The gem beneath the altar pulsed brighter and a strange susurration came from the dark. The mound hissed like a kettle.
Spiders appeared—boiling from the night to pour over the lip and drop to the amber floor. They jerked and spun blindly around the altar, many on their backs and kicking, until they too drifted into dust. More came and more still, all drawn to protect their master and caught by the same fate. It was over.
Amber sagged and someone held her close. Mistwing she thought.
Instead of relief the girl’s grip brought pain. Amber’s shoulder screamed but so did her feet, her ankles, thighs, shins—heat rolled upward like rising lava. Air abruptly poured from her rescuer’s wings, swirling past her legs like a furnace blast, until the Flight sluggishly took to the sky, dragging Amber with her.
The crystal below was molten and looked like a rising sun.
Unfortunately, Mistwing wasn’t designed to carry other sentients and Amber was going to turn to soot if they didn’t fly faster. She added some anti-grav to their escape, but nothing changed. She gave her com a mental slap, but it was convinced she’d die of shock if it stopped healing her. She checked the data, and it was fine. She had a slight muscle-shredding puncture wound, same minor major-blood-loss, plus third-degree burns instead of legs. Maybe ‘fine’ wasn’t the right word.
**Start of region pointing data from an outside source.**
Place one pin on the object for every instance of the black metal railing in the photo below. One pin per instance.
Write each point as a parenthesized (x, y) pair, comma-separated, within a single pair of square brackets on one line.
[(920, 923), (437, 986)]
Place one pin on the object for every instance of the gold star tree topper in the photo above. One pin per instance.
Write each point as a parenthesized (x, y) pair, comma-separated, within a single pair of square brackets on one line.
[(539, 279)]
An awkward look up made Amber’s shoulder scream again, despite her com’s efforts, but was enough to check their progress. Far too slow. Above her, every tendon in Mistwing’s neck stood out like razor wire. Amber was too heavy.
“Drop me,” she ordered, and the girl did.
Amber had time for a single gasp as she fell ... before fresh arms closed around her. Someone standing on the rocky lip of the mound had caught her. She cracked her eyes open, and the crystal almost blinded her, but she knew the chest against her cheek and had to be sure.
The Beserk. Of course. He looked as ragged as she felt but still offered a lopsided smile. “WE WON,” he yelled over the spitting, steaming gem.
Amber tried to tease Nikareon by claiming that technically she’d won but the words wouldn’t come. Her brain felt fuzzy again but at least the crazy light was dimmer and that helped. Her head fell back against Nik’s shoulder and her last sight was of vultures circling above. Two dark shapes soared past each other, filling ... the fading ... sky.